Since the end of January, Hofstra’s Department of Public Safety has received 15 separate reports of larceny, theft of personal property or attempted larceny from vehicles. They say the surge of these crimes has been identifiably caused by one male suspect on a bicycle.
“The last [claim] we had reported was the 15th of February. We think in 12 of the 15 cases the vehicles were left unlocked. We know for sure that nine [cars] were unlocked,” said Karen O’Callaghan, the director of Public Safety.
Of the 15 reported incidents, only one showed signs of forced entry. Richie Dupkin, a senior drama major, was alerted on Jan. 28 that his car window had been broken.
“My car was broken into and the right driver’s window was completely shattered and hacked out. Public Safety found my car broken into and called my parents – because of the registration – to tell them and they told me,” Dupkin said.
Dupkin’s car was locked and he claims nothing was stolen. Since this incident, other students have reported that their cars were opened and rummaged through and items from $200 cash to phone chargers were stolen.
“For the most part it is a crime of opportunity. Whatever they can grab that might be of value was grabbed, a lot of phone or computer chargers, a GPS and loose change or currency is the majority of it,” O’Callaghan said.
At the time of the incident, Dupkin’s car was parked in the lot in front of the Netherlands, adjacent to Oak Street, the same location a majority of the other larcenies or attempted larcenies were reported.
“A little more than half of them occurred in the Netherlands lots. But through our investigation, looking at video we have in the area, we did come up with a subject,” O’Callaghan said. “We have a basic description and he was on a bicycle, going through the lots very quickly. You see at one point when a car pulls into the lot he hides between two cars. So he definitely was just trying all the doors and when he found one that was unlocked he went in and grabbed the stuff.”
Public Safety also believes that the subject is a non-student and since being identified as the cause of the crimes, the man was observed on the south side of campus and fled on his bicycle into the backstreets after Public Safety called out to him.
After Dupkin’s car window was broken, he said he was told by Public Safety that there were no cameras pointing at the parking spot he was in, and that the only cameras are near the back turnstiles of the Netherlands.
“Public Safety handled it by making a report and then nothing else further. I didn’t ask for police assistance because there were no cameras,” Dupkin said.
O’Callaghan recognized that the Netherlands lot was difficult to secure and said that after the initial incidents, Public Safety increased patrols in that area.
“We patrol it all the time. We put extra Public Safety officers out, some not in uniform or in unmarked cars to sit in lots. The one thing we can’t do in Netherlands lot is lock it down because of the way it is set up. So we do extra patrols through there, but as I said, it was easier to get in and out so that is why a lot [of the larcenies] happened there and a lot happened on south campus because those lots are open.”
On the cameras overlooking the lot, O’Callaghan said, “We have the newest cameras in there, the problem is the lighting in the parking lot makes it almost blurry. We increase the lighting in there but then the cameras aren’t as effective, but there is some discussion of adding another camera.”
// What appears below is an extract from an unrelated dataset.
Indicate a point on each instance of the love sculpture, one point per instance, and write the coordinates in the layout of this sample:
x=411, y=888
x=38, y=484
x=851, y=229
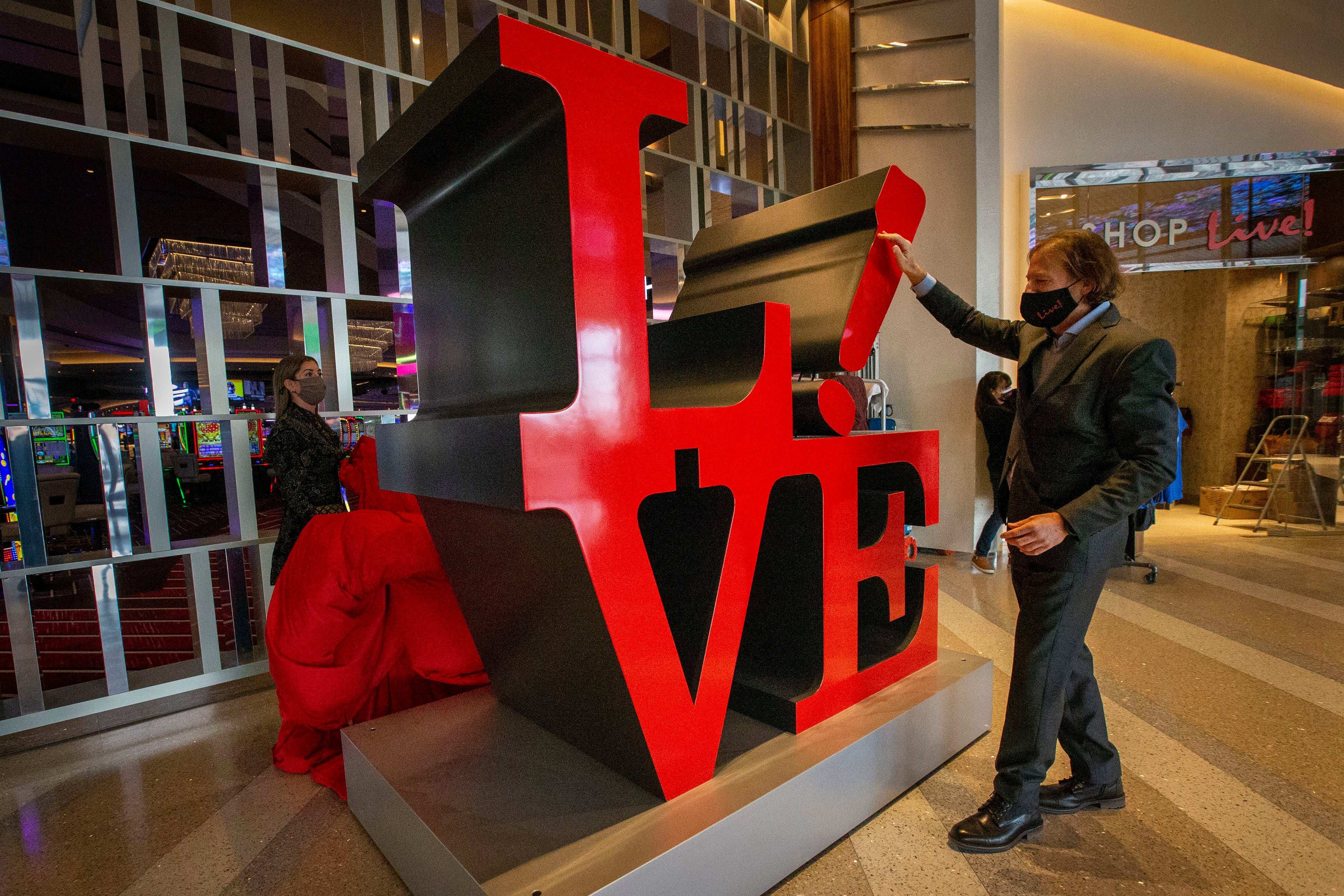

According to Public Safety, there are about 30 cameras across campus, mainly by entrances to “residence halls and certain buildings.”
With the recent crime spike, students have mixed feelings regarding the safety of campus.
Mark Motler a senior accounting major said he feels safe on campus and among students. “Our campus is secure in the evening, gates are locked and I don’t think that many students would actively try to steal from others, especially from cars. [The recent crimes] haven’t really affected me because I don’t have a car. During the day we are an open campus, I would be surprised if [the suspect] was a student because I think we generally respect each other.”
Junior speech-language-hearing sciences major Megan McGee said that, “for the most part,” she feels her vehicle is safe on campus but is still cautious due to the recent larcenies.
“There was a period of time when I didn’t [lock my car] and I was just too trusting apparently. I’m going to be really paranoid and make sure it is locked all the time now. [The incidents] definitely make me nervous about parking,” McGee said.
As a victim of the recent larcenies, Dupkin said via text that he hopes Hofstra will step up security in parking lots.
“I do not feel my vehicle is at all safe. Parking lots on campus are not secure. I only park in the back of the Netherlands now, which still isn’t safe. There is no reason why cameras cannot be installed. At this point, wherever cars are, cameras should also be. This university has enough money and should take such precautions being in such an area.”